Vince got up and stretched, picked up his sandwich and breathed in the aroma through the wrapper.

“I gave up pastrami ten years ago,” he said. “At the same time I quit smoking. The big midlife health kick.”

“And then?”

“I got shot in the head and lived. A little pastrami isn’t going to kill me.”

“You gonna take up cigarettes too?” Mendez asked, eyeing his meatball sub for a spot to attack it.

“I’m indulgent, not stupid,” Vince said. “So did Bordain want you fired?”

“No. He invited me to go golfing. He’s nothing like his wife.”

“You liked him?”

“He’s hard not to like. Charming, charismatic, accessible. He’s the guy guys want to hang out with and ladies want to hang on his arm. But he talks about his marriage like it’s a business arrangement.”

“It probably is. It looks like it works out for both of them.”

“That’s not the kind of marriage I want.”

“Mr. Romance.”

“And you’re not?”

“I am, absolutely. Guilty as charged, and happy as a half-wit at the county fair,” Vince confessed. “But not a lot of people get that lucky. Not everybody wants to. The highs are really high, but the lows suck. Middle of the road is safer.”

“Dixon asked him if he had a girlfriend who might want his wife dead. He said he’s learned to make sure that doesn’t happen. Pay now, not later. What do you think that means?”

“Hookers. Cash on the dresser. Cheaper than a mistress.”

“I guess.” Mendez shook his head and sighed wistfully. “The world’s an ugly place, Vince.”
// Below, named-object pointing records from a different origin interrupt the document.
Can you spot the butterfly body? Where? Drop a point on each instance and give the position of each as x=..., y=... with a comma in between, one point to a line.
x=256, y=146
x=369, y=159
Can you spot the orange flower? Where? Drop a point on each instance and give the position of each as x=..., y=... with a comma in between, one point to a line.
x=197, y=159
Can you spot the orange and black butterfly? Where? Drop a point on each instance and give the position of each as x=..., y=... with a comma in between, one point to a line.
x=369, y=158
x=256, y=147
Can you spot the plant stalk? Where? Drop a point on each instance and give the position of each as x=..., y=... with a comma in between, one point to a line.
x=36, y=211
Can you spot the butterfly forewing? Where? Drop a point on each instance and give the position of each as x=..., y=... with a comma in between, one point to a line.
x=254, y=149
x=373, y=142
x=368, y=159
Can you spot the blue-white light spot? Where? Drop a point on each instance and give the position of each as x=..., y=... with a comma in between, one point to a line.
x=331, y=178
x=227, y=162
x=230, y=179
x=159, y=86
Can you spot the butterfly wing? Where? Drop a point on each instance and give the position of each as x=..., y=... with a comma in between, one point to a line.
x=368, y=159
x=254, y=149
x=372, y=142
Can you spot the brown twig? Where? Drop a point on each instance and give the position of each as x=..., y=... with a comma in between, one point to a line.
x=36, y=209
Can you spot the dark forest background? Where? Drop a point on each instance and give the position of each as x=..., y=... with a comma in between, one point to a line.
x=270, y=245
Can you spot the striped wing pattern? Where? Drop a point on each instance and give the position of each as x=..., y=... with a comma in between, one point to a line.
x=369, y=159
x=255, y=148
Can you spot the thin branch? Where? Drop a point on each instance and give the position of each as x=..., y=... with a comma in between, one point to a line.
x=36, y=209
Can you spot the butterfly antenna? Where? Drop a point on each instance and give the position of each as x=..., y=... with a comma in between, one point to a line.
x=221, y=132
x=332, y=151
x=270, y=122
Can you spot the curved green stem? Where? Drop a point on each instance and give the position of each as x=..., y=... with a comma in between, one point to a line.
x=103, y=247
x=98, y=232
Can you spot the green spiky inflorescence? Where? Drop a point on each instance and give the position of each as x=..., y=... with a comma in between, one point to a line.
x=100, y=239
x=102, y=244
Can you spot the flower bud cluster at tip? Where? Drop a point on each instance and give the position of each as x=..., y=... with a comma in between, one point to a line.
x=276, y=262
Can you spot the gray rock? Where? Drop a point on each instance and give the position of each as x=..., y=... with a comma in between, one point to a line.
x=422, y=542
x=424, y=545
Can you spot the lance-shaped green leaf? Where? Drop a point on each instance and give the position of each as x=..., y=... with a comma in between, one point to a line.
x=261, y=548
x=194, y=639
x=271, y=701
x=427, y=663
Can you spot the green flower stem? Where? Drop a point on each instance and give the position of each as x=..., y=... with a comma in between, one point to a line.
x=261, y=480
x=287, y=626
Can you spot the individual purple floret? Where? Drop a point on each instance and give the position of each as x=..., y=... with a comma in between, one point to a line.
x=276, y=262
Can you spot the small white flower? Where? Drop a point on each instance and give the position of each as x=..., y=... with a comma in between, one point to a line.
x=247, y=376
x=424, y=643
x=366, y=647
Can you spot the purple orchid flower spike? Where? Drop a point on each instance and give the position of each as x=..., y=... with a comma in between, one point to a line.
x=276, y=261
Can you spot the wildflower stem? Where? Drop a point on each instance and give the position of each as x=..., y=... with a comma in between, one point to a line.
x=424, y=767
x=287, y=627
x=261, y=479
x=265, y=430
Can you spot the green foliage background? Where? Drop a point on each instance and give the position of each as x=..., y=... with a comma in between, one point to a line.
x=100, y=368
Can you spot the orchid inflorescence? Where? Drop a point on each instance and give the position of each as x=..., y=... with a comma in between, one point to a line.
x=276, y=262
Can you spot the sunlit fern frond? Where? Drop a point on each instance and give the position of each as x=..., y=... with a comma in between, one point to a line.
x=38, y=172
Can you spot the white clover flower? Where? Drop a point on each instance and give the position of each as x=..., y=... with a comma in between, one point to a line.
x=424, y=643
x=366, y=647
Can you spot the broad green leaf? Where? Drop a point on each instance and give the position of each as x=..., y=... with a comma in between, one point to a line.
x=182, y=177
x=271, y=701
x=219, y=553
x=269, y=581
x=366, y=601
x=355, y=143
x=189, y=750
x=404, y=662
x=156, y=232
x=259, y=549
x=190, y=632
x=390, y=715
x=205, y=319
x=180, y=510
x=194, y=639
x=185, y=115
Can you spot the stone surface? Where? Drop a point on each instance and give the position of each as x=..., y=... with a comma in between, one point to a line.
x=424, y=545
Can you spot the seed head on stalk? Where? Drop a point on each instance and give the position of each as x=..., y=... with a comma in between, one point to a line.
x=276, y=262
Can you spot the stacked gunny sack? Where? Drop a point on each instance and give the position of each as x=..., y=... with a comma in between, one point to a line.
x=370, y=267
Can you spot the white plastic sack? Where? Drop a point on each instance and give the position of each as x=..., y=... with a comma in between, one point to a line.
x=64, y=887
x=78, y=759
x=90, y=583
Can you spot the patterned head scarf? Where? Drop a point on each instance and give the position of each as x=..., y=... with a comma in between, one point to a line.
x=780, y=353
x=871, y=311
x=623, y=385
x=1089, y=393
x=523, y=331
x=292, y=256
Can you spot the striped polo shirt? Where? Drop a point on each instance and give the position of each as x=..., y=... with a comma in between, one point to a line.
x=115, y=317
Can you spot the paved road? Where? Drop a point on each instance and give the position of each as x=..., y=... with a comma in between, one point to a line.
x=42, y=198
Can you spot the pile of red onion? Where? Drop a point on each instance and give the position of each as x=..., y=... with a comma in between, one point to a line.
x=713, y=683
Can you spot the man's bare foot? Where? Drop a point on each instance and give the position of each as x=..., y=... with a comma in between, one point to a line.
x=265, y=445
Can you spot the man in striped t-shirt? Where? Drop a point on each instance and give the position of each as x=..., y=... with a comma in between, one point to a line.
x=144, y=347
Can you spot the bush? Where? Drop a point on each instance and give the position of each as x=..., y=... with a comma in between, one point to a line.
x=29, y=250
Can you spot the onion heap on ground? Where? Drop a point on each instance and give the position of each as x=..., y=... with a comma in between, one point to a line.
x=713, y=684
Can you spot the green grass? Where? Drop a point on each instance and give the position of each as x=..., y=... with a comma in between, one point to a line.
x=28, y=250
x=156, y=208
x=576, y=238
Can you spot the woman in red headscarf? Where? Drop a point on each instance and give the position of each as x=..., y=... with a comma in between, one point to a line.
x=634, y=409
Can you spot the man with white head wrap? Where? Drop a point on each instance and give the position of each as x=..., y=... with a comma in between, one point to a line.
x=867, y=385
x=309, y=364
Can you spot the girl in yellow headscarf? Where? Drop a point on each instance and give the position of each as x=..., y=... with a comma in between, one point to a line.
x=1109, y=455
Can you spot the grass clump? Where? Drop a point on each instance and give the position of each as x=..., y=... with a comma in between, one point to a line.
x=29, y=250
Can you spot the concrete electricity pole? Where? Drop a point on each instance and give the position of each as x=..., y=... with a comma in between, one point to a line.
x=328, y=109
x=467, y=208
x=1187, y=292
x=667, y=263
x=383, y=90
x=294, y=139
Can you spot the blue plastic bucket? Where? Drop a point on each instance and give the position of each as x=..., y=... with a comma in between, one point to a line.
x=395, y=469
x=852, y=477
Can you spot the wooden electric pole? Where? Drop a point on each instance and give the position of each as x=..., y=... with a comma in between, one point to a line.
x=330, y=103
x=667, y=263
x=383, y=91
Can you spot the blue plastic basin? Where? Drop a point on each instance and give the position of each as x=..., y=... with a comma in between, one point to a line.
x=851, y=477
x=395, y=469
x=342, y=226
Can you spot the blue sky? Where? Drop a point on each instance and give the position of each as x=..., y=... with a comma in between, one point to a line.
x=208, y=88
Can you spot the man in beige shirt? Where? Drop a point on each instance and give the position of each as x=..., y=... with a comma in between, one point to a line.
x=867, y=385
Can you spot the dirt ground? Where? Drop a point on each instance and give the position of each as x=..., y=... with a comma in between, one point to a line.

“Not always,” Vince said, picking up a photograph of Gina Kemmer and Marissa Fordham in bikinis on a beach. He looked at the back. “Life’s a knockout in Cabo San Lucas, circa ...”

He stared at the back of the snapshot, turned it over, and stared at the front.

Mendez stopped chewing and talked with his mouth full of meatball sub. “What?”

“March 1982.”

“What about it?”

“Haley was born in May 1982.” He put the photo down and tapped a finger on the very flat belly of Marissa Fordham/Melissa Fabriano. “Does that woman look seven months pregnant to you?”

“Maybe the date is wrong.”

“Why would the date be wrong? Gina learned from her mother to always put the date on the back of the picture. Every photograph on this table has a date written on the back of it. Why would any of them be wrong?”

“But she’s obviously not pregnant.”

“Obviously not.”

“Wow.” Mendez shook his head as if he’d been dazed. “We’re busting our asses trying to find out who Haley’s father is. We don’t even know who her mother is.”

“Who’s the daddy?” Vince said, feeling a whiplash coming on. “Who’s the baby?”